Discussion
We reported a clinical observation of a selective immediate
hypersensitivity to omeprazole confirmed by skin and provocation tests.
A clear temporal relationship was observed between omeprazole
administration and the onset of symptoms; and the skin test to this drug
was positive. Based on the Naranjo algorithm (4), it is probable that
the urticaria was induced by omeprazole (Naranjo’s score - 5).
IgE-mediated reactions are the most frequently reported hypersensitivity
reactions to PPIs (5). Urticaria was the most common clinical
presentation in patients with immediate hypersensitivity reactions to
PPIs after anaphylaxis (6). In our case, urticaria occurred four hours
after omeprazole intake which is in line with literature. Indeed,
immediate hypersensitivity reactions generally occur within a few hours
after a dose, even though some case reports of delayed anaphylaxis to
PPIs that occur between 2 and 24 hours after the intake of the latter
drugs have been described (5,7). The incidence of hypersensitivity to
omeprazole, the culprit PPI in our patient, is variable. For example,
Kepil Özdemir et al. have reported a large series of 60 patients with
PPIs-induced hypersensitivity reactions, and found that omeprazole was
incriminated in only one patient (1.7%) after lansoprazole (68.3%),
pantoprazole (20%), esomeprazole (10.%) and rabeprazole (6.7%) (7).
In contrast, Tourillon et al. have found in 38 patients that omeprazole
was the first culprit drug of immediate hypersensitivity reactions (33%
vs. 23.8%, 23.8%, 11.9%, 7.2% for esomeprazole, pantoprazole,
lansoprazole and rabeprazole, respectively) (8). Overall, 12 studies
evaluating 395 patients with 416 immediate-type hypersensitivity
reactions to PPIs were identified. The main PPI elicitor of these
reactions to PPIs was lansoprazole (40.6%) followed by omeprazole
(26.2%), pantoprazole (15.6%), esomeprazole (14.4%), and rabeprazole
(3.1%) (6).
The first case of hypersensitivity to omeprazole was described in 1994
by Bowlby and Dickens and the reaction was An anaphylactic shock (9).
According to some studies, omeprazole was found to induce rarely
anaphylaxis (10). in our patient, the diagnosis of omeprazole-induced
urticaria was made possible by a positive skin test. This finding
suggests that skin tests to this PPI are safe, as no systemic reaction
was observed after the test. In case of PPI-induced IgE-mediated
hypersensitivity reactions, many studies demonstrated that skin tests
are a useful tool for the diagnosis (2). Kepil Özdemir et al. have
analyzed the diagnostic value of skin tests in a group of 38 patients
with PPI-induced immediate-type hypersensitivity reactions and in 30
healthy controls and found that specificity and positive predictive
value of these tests were both 100%, and the sensitivity and negative
predictive value were 58.8 and 70.8%, respectively (11,12) . Hence, we
can confirm that the urticaria manifested by our patient was due to
omeprazole as the concentration used in the test (0.2 and 2 mg/mL) was
in accordance with the literature (13). Interestingly, in our case skin
tests and oral provocation tests were all negative to esomepraole,
lanzopraole and pantoprazole, suggesting a selective hypersensitivity to
omeprazole. PPI have a common chemical structure composed by a
benzimidazole and a pyridine ring but vary in the specific side-ring
substitution (14). Accordingly, four general patterns of
cross-reactivity have been identified: whole-group hypersensitivity,
omeprazole -esomeprazole-pantoprazole hypersensitivity,
lansoprazole-rabeprazole hypersensitivity, and selective sensitization
to a single PPI (11). However, some studies have reported other patterns
of cross-reactivity between PPIs such as lanzopraole-pantoprazole (7)
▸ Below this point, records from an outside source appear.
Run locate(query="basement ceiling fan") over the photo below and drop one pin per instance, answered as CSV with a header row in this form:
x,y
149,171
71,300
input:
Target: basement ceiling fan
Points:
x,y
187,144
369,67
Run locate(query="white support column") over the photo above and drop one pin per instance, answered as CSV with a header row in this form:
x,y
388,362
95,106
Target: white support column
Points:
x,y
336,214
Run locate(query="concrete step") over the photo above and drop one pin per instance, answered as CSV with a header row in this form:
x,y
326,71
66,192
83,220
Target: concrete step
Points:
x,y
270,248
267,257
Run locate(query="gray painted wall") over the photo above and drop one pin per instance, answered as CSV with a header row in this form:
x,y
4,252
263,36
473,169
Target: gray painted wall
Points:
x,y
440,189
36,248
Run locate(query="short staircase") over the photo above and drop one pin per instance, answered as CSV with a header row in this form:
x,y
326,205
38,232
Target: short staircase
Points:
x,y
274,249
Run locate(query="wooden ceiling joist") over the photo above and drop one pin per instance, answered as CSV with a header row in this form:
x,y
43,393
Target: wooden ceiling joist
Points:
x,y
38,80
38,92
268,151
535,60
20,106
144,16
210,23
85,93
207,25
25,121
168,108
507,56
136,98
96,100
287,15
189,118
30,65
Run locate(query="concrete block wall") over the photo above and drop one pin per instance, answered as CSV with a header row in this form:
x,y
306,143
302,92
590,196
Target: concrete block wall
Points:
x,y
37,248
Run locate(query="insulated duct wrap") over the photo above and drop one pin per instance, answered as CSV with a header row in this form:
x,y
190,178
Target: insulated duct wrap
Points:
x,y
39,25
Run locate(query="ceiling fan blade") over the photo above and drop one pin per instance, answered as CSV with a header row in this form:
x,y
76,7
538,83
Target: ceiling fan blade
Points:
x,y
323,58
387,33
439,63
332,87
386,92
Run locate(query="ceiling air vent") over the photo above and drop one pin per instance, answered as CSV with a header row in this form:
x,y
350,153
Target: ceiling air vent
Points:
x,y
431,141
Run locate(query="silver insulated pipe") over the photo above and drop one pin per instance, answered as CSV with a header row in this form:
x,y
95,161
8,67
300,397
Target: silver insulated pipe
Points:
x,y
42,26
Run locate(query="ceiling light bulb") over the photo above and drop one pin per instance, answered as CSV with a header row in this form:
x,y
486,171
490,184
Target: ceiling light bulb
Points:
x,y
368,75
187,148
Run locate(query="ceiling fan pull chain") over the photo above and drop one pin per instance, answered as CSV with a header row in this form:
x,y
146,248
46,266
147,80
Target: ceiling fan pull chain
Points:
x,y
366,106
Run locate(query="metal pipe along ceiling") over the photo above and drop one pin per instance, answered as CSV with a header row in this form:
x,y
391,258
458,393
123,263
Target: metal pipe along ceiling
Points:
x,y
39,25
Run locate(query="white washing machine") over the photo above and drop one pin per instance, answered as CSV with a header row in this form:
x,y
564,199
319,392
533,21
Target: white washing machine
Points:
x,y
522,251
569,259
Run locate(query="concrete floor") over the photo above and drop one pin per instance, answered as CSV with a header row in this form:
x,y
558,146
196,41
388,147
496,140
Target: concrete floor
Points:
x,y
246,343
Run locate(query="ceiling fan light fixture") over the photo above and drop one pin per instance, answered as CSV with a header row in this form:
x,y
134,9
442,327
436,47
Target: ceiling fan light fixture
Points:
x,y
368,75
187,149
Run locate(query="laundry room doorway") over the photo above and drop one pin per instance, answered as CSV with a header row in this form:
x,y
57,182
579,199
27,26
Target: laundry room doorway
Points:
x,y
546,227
and omeprazole-lanzoprazole(15–17). As the skin and provocation tests
to lanzoprazole, pantoprazole and esomeprazole were negative in our
patient, it could be argued that he has a selective hypersensitivity to
omeprazole. Rabeprazole was not tested in our patient as not available
in our country. To our knowledge we are the first describe a clinical
observation of a type I hypersensitivity reaction to omeprazole without
a cross reactivity to esomeprazole, pantoprazole and lansoprazole,
confirmed by skin and drug provocation tests.
In conclusion we add to the medical literature a case report of
omeprazole-induced urticaria and point out the usefulness and safety of
skin and provocation testing in diagnosing this drug reaction and in the
assessment of cross-reactivity between PPIs. Furthermore, we demonstrate
the lack of cross-reactivity between omeprazole and esomeprazole,
pantoprazole and lansoprazole. These PPIs could be safe alternatives in
case of hypersensitivity to omeprazole.